Discard
I am not being reasonable. After all blogging has nothing to do with anything.
May be I just wanted to feel I am in control ? . Anyways it wasn't the right thing to do.
May be I just wanted to feel I am in control ? . Anyways it wasn't the right thing to do.
13 Comments:
At 5:47 AM, lifeflaw said…
Well, they call the "network administrators" as "control freaks," because we like to have control over everything. :))
At 6:05 AM, Rain said…
Neri,
I knew why you thought about this , it's the control thing as u mentioned i was afraid to tell u this didn't want u to feel offended.
*Sigh*
I dunno why i have this feeling that somehow this mood is spreading :SSS .....i hope i'm wrong!
At 12:22 PM, Nesrina said…
Ahmad,
It's pretty good to feel like you have control over anything. but it's a responsibility as well and if something goes wrong there is only one person to blame. Guess who? .... the one in control :)
Rain,
I won't feel offended ya Rain, it was the truth. and I guess u r right about this mood that is really spreading. when I read Nerro's post "Revolution" I felt I want to revolt too.
At 10:39 PM, lifeflaw said…
Unless there are several ones (network admins in my case) and they have to "discover" who was behind this. *devilish smile*
At 1:29 AM, Nesrina said…
Ahmad, seems u have everything under control, even a conver up ;)
At 9:31 AM, MoonLightShadow said…
Some friends call me a control freak, a person who wants to control everything.. Well, that's right when it comes to stuff related to me, who I should be the only one who is having control on!
Anyways.. a person needs to revolt from time to time..
As for the mood, yeah, I guess it's dominating these days! Hope it's over soon.. and hope that everything is going fine with you :)
At 10:29 AM, The new kid in the blogger said…
I am glad that I came after the attack of taking control is over so my disappointment with what happened was soon over I dont think that isolating yourself MIB would have been the solution but I am glad that you were brave to take the desicion and to withdraw it. you never disappointment me girl
At 11:57 AM, Nesrina said…
Dear Moon,
I needed to revolt as I might felt at a point time that I need to be of more control over certain things. and it was basically concerning work but sometimes being ok is worse that being bad. because u are not happy about it yet leaving it is a problem fearing u won't get one as good as the current one u have... stability temptation.
I think I am feeling better thank god, many thanks sweetie.
NK,
You are always supportive and encouraging, I took a decision that I was wrong about and I felt there is no problem to say it as long as I will be understood. I also realized how much I had support and to deprive myself of it wasn't a good thing to do. thanks so much dear.

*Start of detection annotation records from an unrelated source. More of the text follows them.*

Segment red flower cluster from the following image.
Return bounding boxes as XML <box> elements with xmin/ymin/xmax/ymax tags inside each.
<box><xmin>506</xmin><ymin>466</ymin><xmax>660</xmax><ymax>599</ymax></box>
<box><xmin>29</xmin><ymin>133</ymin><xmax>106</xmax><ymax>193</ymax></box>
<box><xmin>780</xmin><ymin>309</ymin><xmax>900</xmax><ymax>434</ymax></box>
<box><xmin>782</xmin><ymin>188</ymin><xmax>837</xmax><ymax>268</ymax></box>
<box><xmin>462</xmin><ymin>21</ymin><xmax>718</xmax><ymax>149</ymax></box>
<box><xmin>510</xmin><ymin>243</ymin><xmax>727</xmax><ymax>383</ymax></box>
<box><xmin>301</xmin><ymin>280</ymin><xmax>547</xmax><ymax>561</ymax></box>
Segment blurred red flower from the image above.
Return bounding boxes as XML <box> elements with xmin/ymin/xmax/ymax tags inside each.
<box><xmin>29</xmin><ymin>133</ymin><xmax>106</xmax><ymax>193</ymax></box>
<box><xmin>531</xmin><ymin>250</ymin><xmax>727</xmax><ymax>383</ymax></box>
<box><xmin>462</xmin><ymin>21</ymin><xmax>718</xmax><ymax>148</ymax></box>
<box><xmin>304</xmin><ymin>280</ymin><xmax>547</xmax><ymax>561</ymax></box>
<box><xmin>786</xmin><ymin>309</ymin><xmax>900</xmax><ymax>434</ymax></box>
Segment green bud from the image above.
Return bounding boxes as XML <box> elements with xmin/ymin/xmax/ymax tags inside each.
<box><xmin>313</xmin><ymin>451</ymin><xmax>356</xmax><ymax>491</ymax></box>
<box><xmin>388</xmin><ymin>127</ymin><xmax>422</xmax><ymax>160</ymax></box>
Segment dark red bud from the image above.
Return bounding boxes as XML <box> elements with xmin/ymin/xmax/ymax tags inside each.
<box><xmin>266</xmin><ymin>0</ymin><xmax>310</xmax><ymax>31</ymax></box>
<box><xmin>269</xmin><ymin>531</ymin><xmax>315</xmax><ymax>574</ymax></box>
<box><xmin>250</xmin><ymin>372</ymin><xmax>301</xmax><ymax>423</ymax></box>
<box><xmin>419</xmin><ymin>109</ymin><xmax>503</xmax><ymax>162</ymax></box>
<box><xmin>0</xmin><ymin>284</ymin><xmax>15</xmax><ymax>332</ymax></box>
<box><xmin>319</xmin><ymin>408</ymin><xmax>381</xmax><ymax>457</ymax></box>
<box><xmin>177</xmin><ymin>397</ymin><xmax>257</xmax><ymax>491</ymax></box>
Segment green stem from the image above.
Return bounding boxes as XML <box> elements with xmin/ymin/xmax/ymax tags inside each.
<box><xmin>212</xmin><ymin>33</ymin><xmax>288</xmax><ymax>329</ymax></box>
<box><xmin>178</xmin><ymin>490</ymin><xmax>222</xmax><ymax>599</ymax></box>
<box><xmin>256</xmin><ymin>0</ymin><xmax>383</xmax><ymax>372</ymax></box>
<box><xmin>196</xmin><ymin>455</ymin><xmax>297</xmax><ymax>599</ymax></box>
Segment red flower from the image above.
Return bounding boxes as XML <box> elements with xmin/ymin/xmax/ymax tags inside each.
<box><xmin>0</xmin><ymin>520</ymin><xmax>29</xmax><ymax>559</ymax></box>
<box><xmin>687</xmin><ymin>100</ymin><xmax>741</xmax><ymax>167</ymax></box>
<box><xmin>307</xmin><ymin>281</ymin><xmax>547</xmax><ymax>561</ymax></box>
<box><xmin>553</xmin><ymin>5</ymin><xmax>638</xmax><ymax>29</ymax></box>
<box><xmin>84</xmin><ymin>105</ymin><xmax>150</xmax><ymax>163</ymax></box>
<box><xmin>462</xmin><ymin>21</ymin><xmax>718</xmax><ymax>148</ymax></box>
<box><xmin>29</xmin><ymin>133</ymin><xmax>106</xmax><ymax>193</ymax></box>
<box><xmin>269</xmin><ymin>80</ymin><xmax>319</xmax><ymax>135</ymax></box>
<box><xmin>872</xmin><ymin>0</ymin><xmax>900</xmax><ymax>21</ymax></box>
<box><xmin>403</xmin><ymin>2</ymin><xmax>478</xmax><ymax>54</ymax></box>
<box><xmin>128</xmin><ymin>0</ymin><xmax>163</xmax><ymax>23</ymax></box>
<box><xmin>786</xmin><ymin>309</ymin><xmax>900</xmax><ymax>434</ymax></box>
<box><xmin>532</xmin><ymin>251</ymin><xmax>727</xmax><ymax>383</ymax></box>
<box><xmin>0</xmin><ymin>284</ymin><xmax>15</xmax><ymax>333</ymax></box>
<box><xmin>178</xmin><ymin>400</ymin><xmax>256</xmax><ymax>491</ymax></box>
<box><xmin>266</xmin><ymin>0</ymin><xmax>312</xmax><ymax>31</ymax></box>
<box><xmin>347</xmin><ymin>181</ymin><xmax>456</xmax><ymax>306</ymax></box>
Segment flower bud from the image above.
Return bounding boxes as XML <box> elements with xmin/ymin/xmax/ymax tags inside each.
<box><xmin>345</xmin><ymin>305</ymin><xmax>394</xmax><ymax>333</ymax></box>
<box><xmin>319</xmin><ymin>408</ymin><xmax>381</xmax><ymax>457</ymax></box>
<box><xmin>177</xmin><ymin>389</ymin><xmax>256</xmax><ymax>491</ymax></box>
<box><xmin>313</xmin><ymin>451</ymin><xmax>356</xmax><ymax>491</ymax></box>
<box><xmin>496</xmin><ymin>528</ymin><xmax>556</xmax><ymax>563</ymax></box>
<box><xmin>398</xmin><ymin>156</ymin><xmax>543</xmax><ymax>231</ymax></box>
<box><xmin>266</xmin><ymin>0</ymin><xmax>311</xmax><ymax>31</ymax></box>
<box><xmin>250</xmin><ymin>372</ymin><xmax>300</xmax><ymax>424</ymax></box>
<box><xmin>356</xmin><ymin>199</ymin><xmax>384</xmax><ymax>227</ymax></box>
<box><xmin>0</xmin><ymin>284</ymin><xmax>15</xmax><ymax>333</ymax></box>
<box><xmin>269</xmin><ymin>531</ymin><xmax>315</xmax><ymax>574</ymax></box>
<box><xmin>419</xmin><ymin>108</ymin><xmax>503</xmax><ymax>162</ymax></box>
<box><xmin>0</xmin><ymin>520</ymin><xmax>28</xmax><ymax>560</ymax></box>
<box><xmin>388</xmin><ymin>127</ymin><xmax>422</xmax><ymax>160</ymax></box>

At 2:20 AM, Wonderer said…
welcome back ya nesresine, Hope you are totally over with the previous mood:)
At 2:28 AM, Nesrina said…
Thank god ya Wonderora I am much better :), I don't like this bad mood aslan that's why I don't permit it to take time with me :))
At 8:24 AM, Unknown said…
I'm glad with your decision. About what you said, I'm not sure if your you could keep your expectations on that level because as you said, we could comment by email and you know that we could... so, consciously or not, you would kept your mind opened to some feed-back. Anyway, you don't have to write to us... or anyone else... may be the meaning is just to write to let written... Even if the bottle brake down in the middle of the ocean... Even if someone picks the bottle, throw away the message and put it there some wine... even if someone reads the message and discover: "Seems I'm not alone in being alone"... May be 'you had this hope inside you and faith that made you do that'
At 9:36 AM, Unknown said…
There is other thing... I learned many things with your words... but I did it too with the words of all of your friends that you 'decided' to share with all of us. I hope that they have learned as well with mine's. This is a characteristic (good, I think) in common in the blogosphere... we learn and grow with each other words... and I think that's very important too. :)
At 2:31 AM, Nesrina said…
Hi Emlino,
Believe me the expectation post has nothing to do with anything.
the expectations that I wanted to minimize were concerning personal and professional aspects more than any other thing.
About learning from other friends, it's not only learning, it's the support and the warm feelings that are radiated from the comments .
I learn everyday from all your blogs and from your opinion and comments, it's a great exposure and cultural exchange that I am privileged to have.